Its system of shift work is also unique. Firefighters work a 24-hour shift every other day for three shifts. Then, they are off for four days.
"It's very popular with the men. You never work more than one day or one weekend in a row. It gives them a lot more time with their families," said Dulaney.
The county's rapid growth has also made the department a fast track for career advancement. The first big wave of hiring occurred in the early 70s. Since then, the department has doubled in size, according to officials.
"When I joined the department in 1968, the pay wasn't that attractive. At the time, at least in this area, it was more of a custodial type job. I didn't have to wait at all," said Gary A. Mesaris, deputy chief of administrative services.
About 950 of the department's 1,015 employes work in uniform at 31 fire stations. A new station, which means 18 new jobs, is set to open soon on Pohick Road in Newington Forest in the southeastern part of the county.
"After the first of the year we will be trying to fill positions for the new station, which will mean another round of hiring," said Dulaney.
The current class of 17 recruits is about to complete 14 weeks of basic training. Officials hope to start another 15-member class before the Christmas holidays.
Of the 700 people who took the last entrance exam, 554 passed. That number has been pared down to 400 eligible candidates. After passing the exam, recruits, who must be at least 18 years old, had to undergo a polygraph test, a physical exam, agility and stress tests and a background check.
All recruits begin their careers riding one of the department's 30 engine trucks or 12 ladder trucks. After two years, they can become drivers, a first-level promotion, or branch off into emergency medical services, the fastest growing section in the department.
The emergency medical service has 10 mobile intensive care units and 23 ambulances stationed around the county. Coronary care technicians, the highest nonsupervisory positions, are trained to administer drugs and a number of medical procedures, said Mesaris.

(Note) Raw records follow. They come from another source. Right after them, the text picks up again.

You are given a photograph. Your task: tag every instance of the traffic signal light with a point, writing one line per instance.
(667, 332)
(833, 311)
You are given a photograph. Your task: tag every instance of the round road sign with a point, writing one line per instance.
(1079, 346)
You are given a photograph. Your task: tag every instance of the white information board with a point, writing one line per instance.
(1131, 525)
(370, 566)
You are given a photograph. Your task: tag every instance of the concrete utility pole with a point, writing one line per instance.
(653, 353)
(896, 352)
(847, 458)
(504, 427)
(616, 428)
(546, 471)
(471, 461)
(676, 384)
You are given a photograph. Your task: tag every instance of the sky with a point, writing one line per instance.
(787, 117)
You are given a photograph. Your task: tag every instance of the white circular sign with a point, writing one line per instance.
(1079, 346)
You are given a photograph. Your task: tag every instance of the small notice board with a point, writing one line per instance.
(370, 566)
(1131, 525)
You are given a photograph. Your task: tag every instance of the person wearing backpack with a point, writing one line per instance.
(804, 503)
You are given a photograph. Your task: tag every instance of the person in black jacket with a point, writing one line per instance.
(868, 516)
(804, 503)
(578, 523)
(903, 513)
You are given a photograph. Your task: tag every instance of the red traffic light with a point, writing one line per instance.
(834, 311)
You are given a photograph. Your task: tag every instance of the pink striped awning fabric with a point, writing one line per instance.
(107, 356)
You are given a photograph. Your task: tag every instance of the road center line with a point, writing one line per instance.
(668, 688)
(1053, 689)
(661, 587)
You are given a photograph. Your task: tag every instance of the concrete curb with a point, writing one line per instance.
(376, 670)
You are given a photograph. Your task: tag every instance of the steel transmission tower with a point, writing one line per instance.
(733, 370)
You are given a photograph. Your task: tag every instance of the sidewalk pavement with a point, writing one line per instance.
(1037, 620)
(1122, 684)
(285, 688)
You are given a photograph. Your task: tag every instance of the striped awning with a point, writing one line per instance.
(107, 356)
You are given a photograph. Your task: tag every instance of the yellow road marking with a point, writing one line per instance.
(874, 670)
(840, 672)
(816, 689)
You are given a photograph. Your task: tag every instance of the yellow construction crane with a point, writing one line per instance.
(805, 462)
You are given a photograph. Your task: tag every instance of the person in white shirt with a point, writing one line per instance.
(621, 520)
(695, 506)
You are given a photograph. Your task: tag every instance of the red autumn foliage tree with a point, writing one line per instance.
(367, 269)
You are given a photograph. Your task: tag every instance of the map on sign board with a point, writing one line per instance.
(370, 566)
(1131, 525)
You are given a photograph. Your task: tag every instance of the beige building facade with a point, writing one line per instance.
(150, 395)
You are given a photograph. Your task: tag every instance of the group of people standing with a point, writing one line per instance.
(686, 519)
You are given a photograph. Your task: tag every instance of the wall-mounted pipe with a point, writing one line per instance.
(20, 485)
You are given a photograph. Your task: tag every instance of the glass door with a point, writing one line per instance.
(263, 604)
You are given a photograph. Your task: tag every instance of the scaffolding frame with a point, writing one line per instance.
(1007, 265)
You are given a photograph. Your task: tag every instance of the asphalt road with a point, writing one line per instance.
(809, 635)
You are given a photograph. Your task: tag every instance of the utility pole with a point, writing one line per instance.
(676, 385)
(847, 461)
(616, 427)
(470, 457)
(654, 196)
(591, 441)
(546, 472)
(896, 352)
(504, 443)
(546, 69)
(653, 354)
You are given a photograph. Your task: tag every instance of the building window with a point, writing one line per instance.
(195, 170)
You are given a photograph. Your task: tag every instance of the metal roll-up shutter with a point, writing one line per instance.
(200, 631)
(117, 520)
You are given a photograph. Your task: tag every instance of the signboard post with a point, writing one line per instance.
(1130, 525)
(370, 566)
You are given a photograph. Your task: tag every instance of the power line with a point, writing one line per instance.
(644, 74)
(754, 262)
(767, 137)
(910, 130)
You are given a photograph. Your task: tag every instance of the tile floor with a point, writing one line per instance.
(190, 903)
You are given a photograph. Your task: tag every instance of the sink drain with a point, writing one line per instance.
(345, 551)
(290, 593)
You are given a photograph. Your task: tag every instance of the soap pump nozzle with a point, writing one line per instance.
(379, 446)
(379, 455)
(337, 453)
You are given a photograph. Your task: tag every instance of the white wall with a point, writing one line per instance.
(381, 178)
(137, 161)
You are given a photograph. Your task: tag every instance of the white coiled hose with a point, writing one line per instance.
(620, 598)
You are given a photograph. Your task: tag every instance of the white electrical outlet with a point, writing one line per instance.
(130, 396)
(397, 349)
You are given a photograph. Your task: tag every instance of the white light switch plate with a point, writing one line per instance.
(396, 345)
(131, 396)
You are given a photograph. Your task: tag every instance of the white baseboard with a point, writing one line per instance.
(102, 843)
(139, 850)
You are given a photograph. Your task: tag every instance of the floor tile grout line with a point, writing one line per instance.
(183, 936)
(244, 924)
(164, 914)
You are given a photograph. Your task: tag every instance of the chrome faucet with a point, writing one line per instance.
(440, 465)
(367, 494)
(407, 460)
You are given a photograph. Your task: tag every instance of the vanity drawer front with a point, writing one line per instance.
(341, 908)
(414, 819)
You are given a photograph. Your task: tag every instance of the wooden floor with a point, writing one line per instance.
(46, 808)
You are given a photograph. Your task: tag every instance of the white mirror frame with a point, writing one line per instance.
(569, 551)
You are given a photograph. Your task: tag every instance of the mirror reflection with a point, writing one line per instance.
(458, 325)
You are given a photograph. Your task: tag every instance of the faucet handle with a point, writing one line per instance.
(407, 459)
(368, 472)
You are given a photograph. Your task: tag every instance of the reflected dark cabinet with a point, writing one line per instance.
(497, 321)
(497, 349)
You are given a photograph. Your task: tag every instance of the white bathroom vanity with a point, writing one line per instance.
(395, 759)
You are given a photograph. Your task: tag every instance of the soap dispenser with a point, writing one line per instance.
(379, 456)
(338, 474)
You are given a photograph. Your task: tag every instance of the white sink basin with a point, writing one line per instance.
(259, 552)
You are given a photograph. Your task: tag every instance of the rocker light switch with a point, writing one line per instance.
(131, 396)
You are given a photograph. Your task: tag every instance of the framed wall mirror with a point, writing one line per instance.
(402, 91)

Dodwell, who has a degree in sociology, wants to join the emergency medical service. "I don't think my college was wasted," he said. "Being a sociology major, I was taught how to work with the community and to work with people."
One of the oldest and still one of the biggest benefits is being able to provide an important community service, say recruits.
"I love it; it's the greatest job in the world," said Andrew C. McMahan, 23, a recruit.
"There's no greater feeling in this work than going out and helping someone through some very terrible times. It's just a great feeling."